Personagens do espetáculo NÓS são transpassado por temas contemporâneos como racismo, violência e intolerância. Foto: Guto Muniz

Personagens da peça NÓS são transpassados por temas contemporâneos como racismo, violência e intolerância. Foto: Guto Muniz

Conviver é um exercício constante de humanidade, de escuta, de abraçamento, de indulgência, de envolvimento, de inclusão, de autoconhecimento. Essa fascinante tarefa de estar junto faz suas exigências para afastar a apatia, a brutalidade das relações, a indiferença. O espetáculo Nós, do grupo mineiro Galpão investe nas relações humanas e, portanto, políticas. E questiona os posicionamentos no mundo enquanto coletivo, enquanto indivíduos inquietos diante da realidade brasileiro. A peça faz duas apresentações no Teatro Luiz Mendonça, do Parque dona Lindu, em Boa viagem, dentro da programação do 18º Festival Recife do Teatro Nacional.

Um encontro entre sete pessoas numa mesa de cozinha. Elas preparam uma sopa, num ritual de celebração e despedida. Partilham esperanças e aflições. Mergulham em conversas cotidianas, com frases repetidas e assuntos cruzados a partir dos seus testemunhos: um garoto negro humilhado por policiais, de meninas sequestradas, de escolas públicas que foram fechadas. 

Questões da atualidade são encaradas pelo grupo como alteridade, o que é público ou privado, democracia em tempos de intolerância, violência, crise da esquerda, tragédia em Mariana (MG). A trupe também lançou mão de referências em obras contemporâneas, como Ódio à Democracia, ensaio do francês Jacques Rancière.

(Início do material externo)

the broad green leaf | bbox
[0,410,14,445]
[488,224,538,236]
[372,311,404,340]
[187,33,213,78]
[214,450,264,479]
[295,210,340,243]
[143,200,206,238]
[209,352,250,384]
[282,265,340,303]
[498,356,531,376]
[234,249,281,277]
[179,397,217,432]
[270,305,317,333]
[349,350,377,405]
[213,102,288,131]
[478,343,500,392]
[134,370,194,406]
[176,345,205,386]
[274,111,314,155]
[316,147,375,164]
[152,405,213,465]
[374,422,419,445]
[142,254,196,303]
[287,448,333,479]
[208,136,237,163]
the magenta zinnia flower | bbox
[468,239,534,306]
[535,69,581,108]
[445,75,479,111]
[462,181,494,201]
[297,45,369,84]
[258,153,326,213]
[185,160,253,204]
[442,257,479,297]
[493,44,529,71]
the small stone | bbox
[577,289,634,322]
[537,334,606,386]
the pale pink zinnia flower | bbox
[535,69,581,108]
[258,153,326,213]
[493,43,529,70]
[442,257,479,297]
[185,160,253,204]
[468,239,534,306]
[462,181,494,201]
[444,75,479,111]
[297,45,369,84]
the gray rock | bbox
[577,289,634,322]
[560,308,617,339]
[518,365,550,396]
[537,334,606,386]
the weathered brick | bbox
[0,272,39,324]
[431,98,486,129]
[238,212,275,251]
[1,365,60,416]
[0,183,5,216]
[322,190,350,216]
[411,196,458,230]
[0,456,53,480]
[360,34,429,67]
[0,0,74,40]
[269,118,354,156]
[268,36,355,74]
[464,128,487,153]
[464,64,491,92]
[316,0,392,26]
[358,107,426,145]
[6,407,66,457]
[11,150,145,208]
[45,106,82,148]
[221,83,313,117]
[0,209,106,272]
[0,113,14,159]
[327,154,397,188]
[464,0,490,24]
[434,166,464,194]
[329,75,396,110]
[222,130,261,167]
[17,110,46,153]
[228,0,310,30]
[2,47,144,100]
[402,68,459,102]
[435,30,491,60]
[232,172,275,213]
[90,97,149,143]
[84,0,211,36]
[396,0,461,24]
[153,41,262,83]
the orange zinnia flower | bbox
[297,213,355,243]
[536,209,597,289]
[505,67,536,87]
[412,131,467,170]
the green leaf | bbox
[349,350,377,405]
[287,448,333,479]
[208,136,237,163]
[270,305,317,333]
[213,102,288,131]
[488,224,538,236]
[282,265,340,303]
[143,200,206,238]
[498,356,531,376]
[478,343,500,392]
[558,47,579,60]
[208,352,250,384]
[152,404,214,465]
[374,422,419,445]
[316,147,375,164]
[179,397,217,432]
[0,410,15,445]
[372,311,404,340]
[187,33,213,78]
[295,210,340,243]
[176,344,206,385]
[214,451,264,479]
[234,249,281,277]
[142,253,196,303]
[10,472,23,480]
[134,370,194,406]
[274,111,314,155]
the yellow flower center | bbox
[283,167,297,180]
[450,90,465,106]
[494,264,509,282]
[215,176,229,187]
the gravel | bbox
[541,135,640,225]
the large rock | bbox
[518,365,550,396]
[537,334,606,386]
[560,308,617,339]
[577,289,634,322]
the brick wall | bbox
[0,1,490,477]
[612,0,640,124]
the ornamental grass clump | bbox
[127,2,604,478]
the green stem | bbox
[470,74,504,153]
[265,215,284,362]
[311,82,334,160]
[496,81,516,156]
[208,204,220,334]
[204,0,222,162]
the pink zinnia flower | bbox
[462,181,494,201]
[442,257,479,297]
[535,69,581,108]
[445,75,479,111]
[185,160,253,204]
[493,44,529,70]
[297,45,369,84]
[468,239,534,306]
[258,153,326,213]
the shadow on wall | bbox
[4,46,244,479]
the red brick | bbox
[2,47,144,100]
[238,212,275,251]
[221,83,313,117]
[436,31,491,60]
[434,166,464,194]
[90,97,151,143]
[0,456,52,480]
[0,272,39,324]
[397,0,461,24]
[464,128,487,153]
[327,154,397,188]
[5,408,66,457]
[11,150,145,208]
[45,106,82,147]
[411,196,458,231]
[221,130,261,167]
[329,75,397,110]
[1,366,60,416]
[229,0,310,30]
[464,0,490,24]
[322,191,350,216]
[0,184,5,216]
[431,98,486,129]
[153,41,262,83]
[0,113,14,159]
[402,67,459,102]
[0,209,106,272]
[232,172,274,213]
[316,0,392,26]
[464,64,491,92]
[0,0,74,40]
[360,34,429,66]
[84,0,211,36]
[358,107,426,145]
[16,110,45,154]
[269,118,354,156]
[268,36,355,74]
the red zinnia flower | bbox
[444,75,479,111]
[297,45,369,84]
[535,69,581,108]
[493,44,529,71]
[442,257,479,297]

São ecos das vozes das ruas, com destaque para a forma como as coisas são ditas

São ecos das vozes das ruas, com destaque para a forma como as coisas são ditas

O texto escrito pelo encenador convidado Marcio Abreu, da Companhia Brasileira de Teatro, e pelo ator Eduardo Moreira foi construída a partir dos improvisos com o elenco. E surgem personagens indefinidos e performáticos. Além de Moreira, estão no elenco Antonio Edson, Chico Pelúcio, Júlio Maciel, Lydia Del Picchia,Paulo André e atriz Teuda Bara.

Desse jogo entre personalidades diferentes o Galpão ergue uma sinfonia cênica, com  justaposição de sons, ritmos, corpos e de reflexões diferentes que ora se harmoniza, coabitam ou se chocam.

A trilha musical e os efeitos sonoros dirigidos por Felipe Storino funcionam como importante elemento dramatúrgico, que se sobressaem nas pausas, nas tensões, nos solos e nas interpretações musicais coletivas como na canção Balada do lado sem luz, de Gilberto Gil.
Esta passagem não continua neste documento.